I want to block any traffic from em3 to em1, to completely seperate these networks. But no matter what I try, I can't make it work. And I don't understand why. Is there some way to follow what's happening in PF, so I can see why it's allowing traffic I want to block?


----------



## bbzz (Jun 4, 2012)

It would've been more helpful if you explained what exactly are you trying to do, and how so far you tried to do it.

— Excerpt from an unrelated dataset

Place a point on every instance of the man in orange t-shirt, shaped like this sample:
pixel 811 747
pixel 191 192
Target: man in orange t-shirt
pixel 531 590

PF's *pflog* interface allows you to monitor trough logging, among other things.


----------



## kpa (Jun 4, 2012)

Enable pflog(4) in /etc/rc.conf


```
pflog_enable="YES"
```
You might want to lower the flush time of the buffer that defaults to 60 seconds to lower value so you don't have to wait for a full minute to see what got logged

```
pflog_flags="-d 10"
```

Start the logger:
`# service pflog start`

Use tcpdump(1) on the log file (the log file is binary so it's not directly readable)

`# tcpdump -n -tttt -e -r /var/log/pflog`

To match the rule numbers reported in the log to rules use pfctl(8):
`# pfctl -sr -gv`

To see active states use:
`# pfctl -ss -v`

Hope this helps.


----------



## mariourk (Jun 4, 2012)

bbzz said:
			
		

> It would've been more helpful if you explained what exactly are you trying to do, and how so far you tried to do it. PF's *pflog* interface allows you to monitor trough logging, among other things.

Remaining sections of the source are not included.